Jean au collège. — Il endommage le nez de Lepéligas et compromet l’avenir d’un thuya.


Prenez un collégien à part, j’entends un collégien de Châtillon-sur-Louette, qu’il soit hardi ou timide, gai ou triste, laborieux ou paresseux, c’est après tout un garçon comme un autre. Prenez vingt collégiens réunis, ce sont vingt diables déchaînés, du moins à ce qu’ils prétendent. Les garçons, en effet, une fois qu’ils sont ensemble, obéissent à un sot esprit de corps ; ils semblent prendre à tâche de se modeler sur un certain idéal de brusquerie, d’indépendance farouche, de goguenardise, de gouaillerie et de rudesse : « c’est le genre ! » Quiconque n’a pas ce genre se hâte de le prendre ou tout au moins de l’affecter. Pour bien juger le collégien, il ne faut pas le juger sur la mine, ni prendre au pied de la lettre tout ce qu’il cherche à faire croire sur lui-même.

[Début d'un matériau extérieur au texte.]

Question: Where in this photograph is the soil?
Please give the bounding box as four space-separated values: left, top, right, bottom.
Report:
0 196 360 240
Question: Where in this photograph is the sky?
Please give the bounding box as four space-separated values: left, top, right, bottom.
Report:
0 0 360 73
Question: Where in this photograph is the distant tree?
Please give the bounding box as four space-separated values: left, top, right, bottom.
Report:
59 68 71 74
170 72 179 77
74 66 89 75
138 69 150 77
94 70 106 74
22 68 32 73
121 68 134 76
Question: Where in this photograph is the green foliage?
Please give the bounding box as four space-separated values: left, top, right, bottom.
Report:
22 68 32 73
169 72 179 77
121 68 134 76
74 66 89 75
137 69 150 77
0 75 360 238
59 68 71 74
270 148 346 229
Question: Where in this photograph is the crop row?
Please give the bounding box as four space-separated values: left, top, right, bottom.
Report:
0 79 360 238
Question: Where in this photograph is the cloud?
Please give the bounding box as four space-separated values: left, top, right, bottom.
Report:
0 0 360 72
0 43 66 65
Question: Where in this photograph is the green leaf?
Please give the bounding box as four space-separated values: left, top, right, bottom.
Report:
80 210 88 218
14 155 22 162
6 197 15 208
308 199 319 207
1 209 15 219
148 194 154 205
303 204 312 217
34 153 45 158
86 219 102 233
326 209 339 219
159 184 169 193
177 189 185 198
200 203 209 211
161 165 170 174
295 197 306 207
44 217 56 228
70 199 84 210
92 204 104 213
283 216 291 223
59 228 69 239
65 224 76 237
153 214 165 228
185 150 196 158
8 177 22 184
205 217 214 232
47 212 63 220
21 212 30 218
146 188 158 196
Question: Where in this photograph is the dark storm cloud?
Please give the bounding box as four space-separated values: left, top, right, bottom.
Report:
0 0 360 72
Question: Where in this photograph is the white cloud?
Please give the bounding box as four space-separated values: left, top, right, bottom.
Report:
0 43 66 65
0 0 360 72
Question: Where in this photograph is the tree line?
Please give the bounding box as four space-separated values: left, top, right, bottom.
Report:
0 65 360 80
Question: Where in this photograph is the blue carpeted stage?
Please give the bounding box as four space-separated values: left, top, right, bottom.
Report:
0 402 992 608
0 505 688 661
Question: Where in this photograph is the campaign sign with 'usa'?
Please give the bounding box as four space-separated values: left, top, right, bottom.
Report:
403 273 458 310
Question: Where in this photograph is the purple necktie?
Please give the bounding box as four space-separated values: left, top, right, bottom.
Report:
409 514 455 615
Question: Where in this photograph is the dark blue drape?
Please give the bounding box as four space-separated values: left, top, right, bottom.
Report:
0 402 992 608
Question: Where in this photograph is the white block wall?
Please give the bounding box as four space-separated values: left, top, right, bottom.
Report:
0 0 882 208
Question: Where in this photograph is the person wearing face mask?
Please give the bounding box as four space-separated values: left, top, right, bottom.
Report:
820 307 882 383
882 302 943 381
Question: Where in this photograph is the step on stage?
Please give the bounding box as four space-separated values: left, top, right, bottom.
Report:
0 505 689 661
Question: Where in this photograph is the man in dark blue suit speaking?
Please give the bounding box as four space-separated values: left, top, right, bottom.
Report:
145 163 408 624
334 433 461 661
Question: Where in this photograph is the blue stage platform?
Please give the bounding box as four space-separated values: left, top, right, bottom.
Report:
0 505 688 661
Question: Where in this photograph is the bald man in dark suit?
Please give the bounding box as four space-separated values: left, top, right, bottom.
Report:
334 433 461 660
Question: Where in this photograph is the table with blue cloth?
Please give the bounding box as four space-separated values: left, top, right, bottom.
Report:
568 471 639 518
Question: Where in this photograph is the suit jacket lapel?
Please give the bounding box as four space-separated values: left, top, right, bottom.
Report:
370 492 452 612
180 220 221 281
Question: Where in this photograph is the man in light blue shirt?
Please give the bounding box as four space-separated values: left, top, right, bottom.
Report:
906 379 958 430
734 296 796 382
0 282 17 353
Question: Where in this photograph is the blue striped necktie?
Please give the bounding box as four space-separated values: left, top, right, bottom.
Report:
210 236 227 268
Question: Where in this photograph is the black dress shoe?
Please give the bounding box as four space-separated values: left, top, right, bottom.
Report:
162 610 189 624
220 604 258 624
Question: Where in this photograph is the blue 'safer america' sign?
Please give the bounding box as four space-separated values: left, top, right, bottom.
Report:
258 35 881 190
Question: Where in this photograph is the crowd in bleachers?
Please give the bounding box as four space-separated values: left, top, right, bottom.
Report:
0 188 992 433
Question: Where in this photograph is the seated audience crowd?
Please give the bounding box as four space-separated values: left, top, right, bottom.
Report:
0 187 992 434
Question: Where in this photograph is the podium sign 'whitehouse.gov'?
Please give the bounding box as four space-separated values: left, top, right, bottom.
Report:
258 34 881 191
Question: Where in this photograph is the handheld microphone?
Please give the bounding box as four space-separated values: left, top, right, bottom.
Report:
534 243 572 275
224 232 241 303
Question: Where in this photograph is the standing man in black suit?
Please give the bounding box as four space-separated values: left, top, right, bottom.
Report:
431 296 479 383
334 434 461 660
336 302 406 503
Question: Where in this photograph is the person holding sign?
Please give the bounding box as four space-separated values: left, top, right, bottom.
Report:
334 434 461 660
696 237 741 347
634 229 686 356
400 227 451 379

Quoi qu’il en soit, le jour où Jean entra comme externe dans la classe de troisième, il vit et entendit des choses qui l’étonnèrent singulièrement ; il trouvait en plein épanouissement les défauts dont il n’avait vu que les bourgeons à l’institution Sombrette ; en un mot, il fut initié au programme du collégien de Châtillon.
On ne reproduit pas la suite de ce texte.